Sharon Huntley, a spokesperson for the Maine Department of Administrative and Financial Services, said that the MSEA’s complaint rested on “faulty legal claims and factual inaccuracies.”
“Importantly, it does not recognize the significant progress made in the compensation of State of Maine employees,” Huntley said Wednesday afternoon.
This volley between the MSEA and the Mills administration comes as nearly 1 in 6 state jobs remain unfilled, something the union has attributed to low pay, while others have pointed to the broader labor shortage afflicting the economy.

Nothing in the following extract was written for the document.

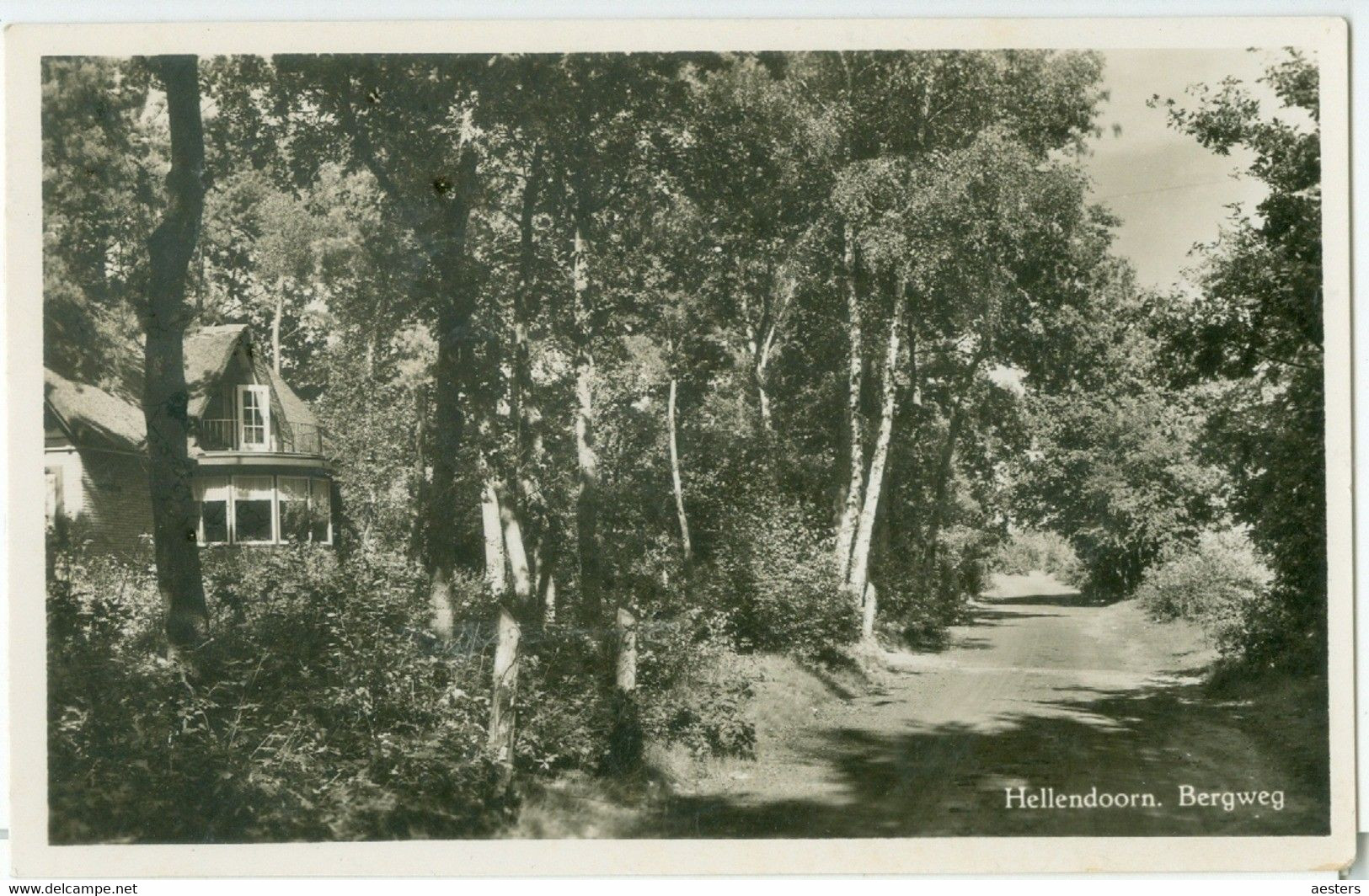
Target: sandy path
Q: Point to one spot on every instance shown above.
(1040, 691)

The Mills administration contends that it has raised state worker pay by nearly 24 percent over the past five years. That increase is 40 percent higher than the raises provided over the decade before Gov. Janet Mills took office, according to the governor’s office.
A 2020 study found state worker salaries were, on average, 11 percent to 15 percent “below market” for similar positions in the public and private sectors across New England. Some state workers, particularly accountants, civil engineers and mechanics, face a greater gap, the MSEA said.
That study was supposed to be followed by a subsequent review ordered by the Legislature to be completed by the end of January of this year. The new two-year contract inked between the MSEA and the Mills administration last year also included a commitment to complete a new classification and compensation plan.
Kirsten Figueroa, finance commissioner, delivered a report to the Legislature earlier this year suggesting the administration has closed the pay gap, pointing to the 24 percent wage increases over the past five years.
But another analysis, this one from the Maine Center for Economic Policy, contests that conclusion, noting that growth in private sector wages have continued to outpace growth for state public sector workers. Over that same five-year span, private sector wages have risen 35 percent, that report concludes.
In its complaint, the MSEA accuses the Mills administration of “falsely” claiming it closed the pay gap and alleges the administration has not fulfilled its obligation as ordered by the Legislature and as agreed to in the new contract to update the analysis of the 2020 wage study.
Tom Feeley, general counsel of MSEA-SEIU Local 1989, said that the Mills administration has “willfully disregarded” that mandate.
“That’s why we’re asking the Maine Labor Relations Board to order the administration to follow the law and our contracts with respect to the 2020 compensation and classification study,” Feeley said.
Huntley said that the Mills administration remains committed to improving “compensation and benefits” for state workers.
“The Administration is committed to good faith bargaining with the union based on accurate facts and our mutual interest in providing state employees with fair and competitive compensation and benefits,” Huntley said.